The central strategical problem that confronted the Trotskyist movement in this early period in the development of the ICFI was the active and militant allegiance given by the most advanced sections of the working class to the mass Stalinist and Social-Democratic parties and trade unions.
The political activity of our sections therefore assumed, despite variations in tactics, that the starting point of a great new revolutionary reorientation of the working class would proceed in the form of a radicalization among the most class-conscious and politically-active elements within the ranks of these organizations. Out of that movement, in which the sections of the International Committee would play a catalytic role as the most intransigent opponents of Social Democracy and Stalinism, would arise the real possibilities for the establishment of a mass revolutionary party.[1]

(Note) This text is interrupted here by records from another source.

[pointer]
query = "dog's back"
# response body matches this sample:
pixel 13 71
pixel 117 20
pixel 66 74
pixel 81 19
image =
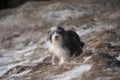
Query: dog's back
pixel 74 43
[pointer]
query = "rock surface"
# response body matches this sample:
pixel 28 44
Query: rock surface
pixel 24 51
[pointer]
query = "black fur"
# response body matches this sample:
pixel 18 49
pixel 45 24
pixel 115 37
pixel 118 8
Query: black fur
pixel 71 40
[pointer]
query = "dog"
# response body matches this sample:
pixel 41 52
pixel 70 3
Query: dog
pixel 64 44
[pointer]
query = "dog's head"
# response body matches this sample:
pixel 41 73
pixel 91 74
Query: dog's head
pixel 55 34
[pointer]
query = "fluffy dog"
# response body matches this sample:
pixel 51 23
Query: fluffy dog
pixel 64 44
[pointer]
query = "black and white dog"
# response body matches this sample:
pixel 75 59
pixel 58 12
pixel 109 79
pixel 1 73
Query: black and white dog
pixel 64 44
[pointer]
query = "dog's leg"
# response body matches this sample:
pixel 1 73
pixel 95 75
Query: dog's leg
pixel 53 60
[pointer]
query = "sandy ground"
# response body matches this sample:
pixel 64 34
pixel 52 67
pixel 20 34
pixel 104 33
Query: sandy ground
pixel 24 51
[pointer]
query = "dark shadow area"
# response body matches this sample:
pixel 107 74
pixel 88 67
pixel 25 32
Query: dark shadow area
pixel 4 4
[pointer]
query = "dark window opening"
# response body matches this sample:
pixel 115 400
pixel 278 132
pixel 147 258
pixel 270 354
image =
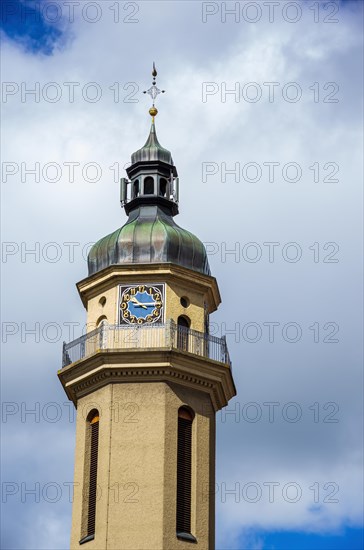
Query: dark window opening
pixel 149 186
pixel 183 325
pixel 163 187
pixel 94 445
pixel 184 472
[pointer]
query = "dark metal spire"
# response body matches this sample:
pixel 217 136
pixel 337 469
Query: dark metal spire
pixel 154 91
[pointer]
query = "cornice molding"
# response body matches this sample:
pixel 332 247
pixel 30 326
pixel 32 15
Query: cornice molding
pixel 118 366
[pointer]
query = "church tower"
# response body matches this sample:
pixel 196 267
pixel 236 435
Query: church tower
pixel 147 378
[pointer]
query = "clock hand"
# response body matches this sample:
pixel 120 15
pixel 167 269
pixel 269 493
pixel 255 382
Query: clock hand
pixel 135 301
pixel 141 304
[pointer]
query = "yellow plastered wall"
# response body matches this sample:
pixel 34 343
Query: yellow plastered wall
pixel 137 467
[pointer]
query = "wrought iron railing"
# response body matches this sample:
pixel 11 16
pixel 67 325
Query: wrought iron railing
pixel 166 336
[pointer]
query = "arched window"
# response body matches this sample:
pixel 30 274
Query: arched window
pixel 163 187
pixel 184 472
pixel 91 457
pixel 183 325
pixel 149 186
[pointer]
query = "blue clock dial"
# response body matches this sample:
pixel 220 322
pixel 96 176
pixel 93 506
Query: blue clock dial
pixel 141 304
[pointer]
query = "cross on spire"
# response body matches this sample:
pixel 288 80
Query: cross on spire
pixel 154 91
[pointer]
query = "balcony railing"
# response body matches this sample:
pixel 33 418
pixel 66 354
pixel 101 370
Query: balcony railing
pixel 167 336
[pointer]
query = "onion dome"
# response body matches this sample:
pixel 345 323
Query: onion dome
pixel 149 236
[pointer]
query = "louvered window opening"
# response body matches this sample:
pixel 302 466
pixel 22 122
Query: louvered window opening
pixel 91 519
pixel 184 471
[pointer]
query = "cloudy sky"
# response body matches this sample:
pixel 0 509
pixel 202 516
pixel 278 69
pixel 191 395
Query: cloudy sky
pixel 263 115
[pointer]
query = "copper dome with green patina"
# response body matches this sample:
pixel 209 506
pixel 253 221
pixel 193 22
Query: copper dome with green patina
pixel 149 236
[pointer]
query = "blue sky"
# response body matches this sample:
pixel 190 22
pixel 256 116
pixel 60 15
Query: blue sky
pixel 315 376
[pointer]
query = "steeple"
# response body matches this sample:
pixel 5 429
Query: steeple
pixel 153 177
pixel 147 378
pixel 150 198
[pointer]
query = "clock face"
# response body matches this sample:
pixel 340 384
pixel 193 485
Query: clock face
pixel 141 304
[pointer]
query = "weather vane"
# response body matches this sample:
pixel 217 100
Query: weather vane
pixel 154 91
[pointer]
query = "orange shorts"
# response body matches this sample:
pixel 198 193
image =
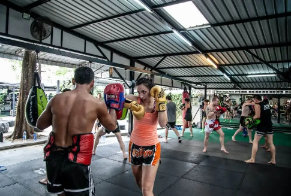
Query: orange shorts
pixel 144 155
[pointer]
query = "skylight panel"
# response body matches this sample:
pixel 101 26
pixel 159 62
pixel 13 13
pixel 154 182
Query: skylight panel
pixel 187 14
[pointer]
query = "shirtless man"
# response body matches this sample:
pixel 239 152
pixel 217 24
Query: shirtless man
pixel 245 113
pixel 213 111
pixel 264 128
pixel 68 152
pixel 102 131
pixel 205 104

The formation of the SEP anticipated a change in the relationship between the Marxist movement and the working class:
We must draw the appropriate conclusions from the collapse of the AFL-CIO and correctly formulate the new tasks of the party. If there is to be leadership given to the working class, it must be provided by our party. If a new road is to be opened for the masses of working people, it must be opened by our organization. The problem of leadership cannot be resolved on the basis of a clever tactic. We cannot resolve the crisis of working class leadership by “demanding” that others provide that leadership. If there is to be a new party, we must build it.[2]